Electric is the word that comes to mind when we think of the past weeks we spent connecting with the developer community in Africa.

We could feel it in the talks given by digital innovators at the African Developers Conference, in the questions people asked us during our workshops, in the conversations we had with developers and entrepreneurs: There’s momentum in the African digital landscape.

While we knew that Africa was ripe for digital innovation, we hadn’t had a chance to connect with the developer community there until recently, when we took part in a series of events we either organized or attended in mid-October. Through these events, we got to know some of the creative, enterprising people already shaping the region’s digital landscape, as well as the young talents that will take the revolution even further.

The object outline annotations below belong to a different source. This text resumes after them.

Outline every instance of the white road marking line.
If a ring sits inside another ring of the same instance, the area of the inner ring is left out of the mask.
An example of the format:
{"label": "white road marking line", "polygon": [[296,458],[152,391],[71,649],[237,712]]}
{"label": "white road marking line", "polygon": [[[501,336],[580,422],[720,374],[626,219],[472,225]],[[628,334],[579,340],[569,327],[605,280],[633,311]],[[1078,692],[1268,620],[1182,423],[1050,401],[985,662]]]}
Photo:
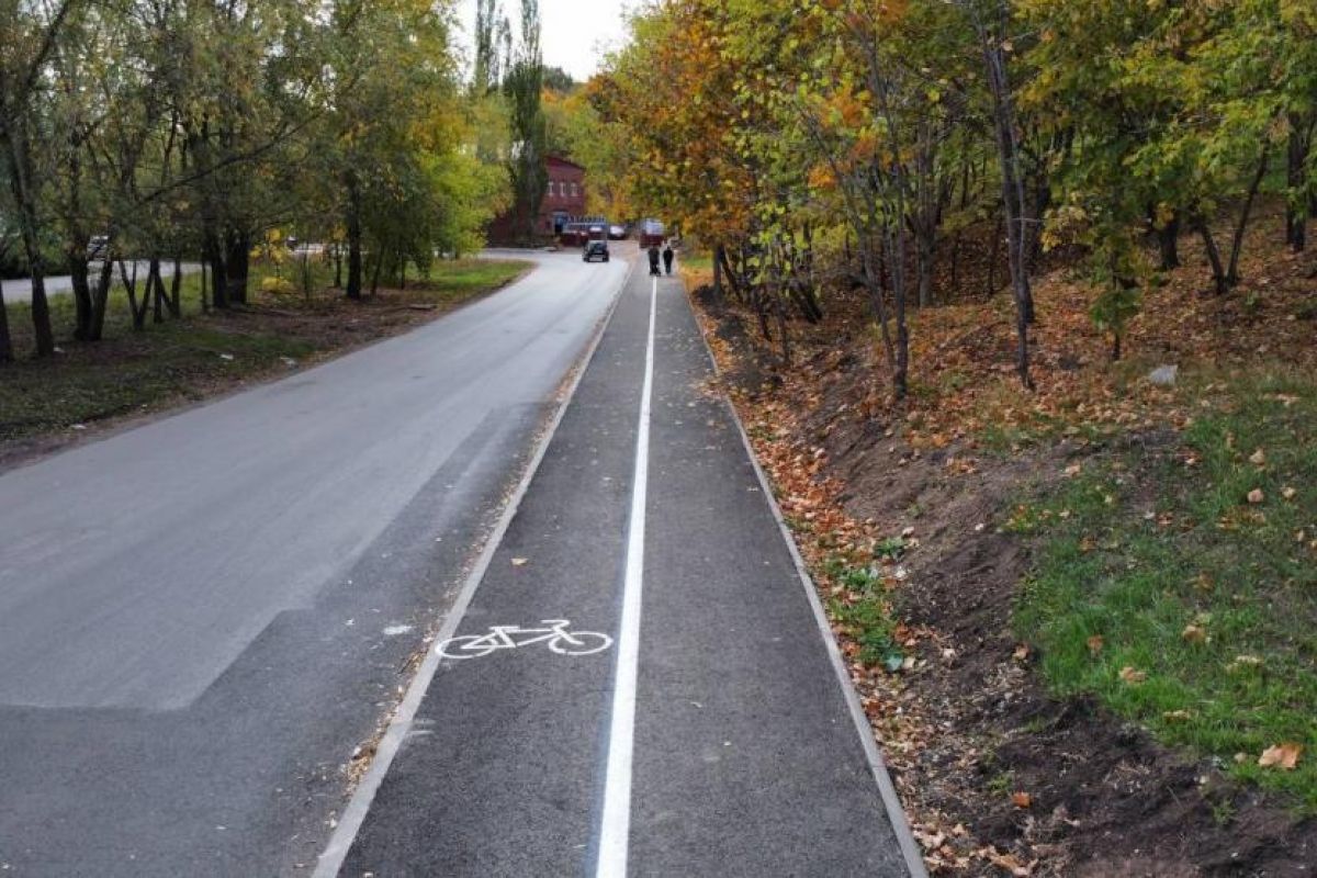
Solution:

We met fifty or so of them of these young talents at Moringa School, a multi-disciplinary coding school in Nairobi, Kenya. Moringa provides technical and professional training to high-potential students to help them compete in a digital economy. In the workshop we gave them, we got them stoked about building KaiOS apps and gave them the resources to get started, including an introduction to our developer portal.

Our second stop was the Africa Digital Media Institute, also in Nairobi, where we showed yet another group of students how coding for KaiOS is easy, profitable, and potentially transformative.

Next, we touched base with the AGD (Africa Game Developers) – Africa’s largest gaming community – in Kenya. It’s no secret that Kenya’s video games industry is soaring – the BBC recently reported that the video games market in the country, worth over $50m in 2016, was expected to double by 2021 – and the talks we had with some of the key players in the community just confirmed that.

For them, creating interactive content for and about Africa is about empowering people in the region. We are 100% behind that. As champions of locally meaningful apps, we can’t wait to see what Kenya’s gaming talents create for KaiOS.

To Kenya’s video game creators, producing interactive content for and about Africa is about more than entertaining. It’s about empowering people. We believe that too, and we can’t wait to see what they create for KaiOS.


We ended our tour with an appearance at AfriDevCon, in Ethiopia, where we welcomed KaiOS enthusiasts in our very own booth and ran, yes, another two workshops. It was an exhausting but inspiring few days. We came back to our offices more inspired than ever.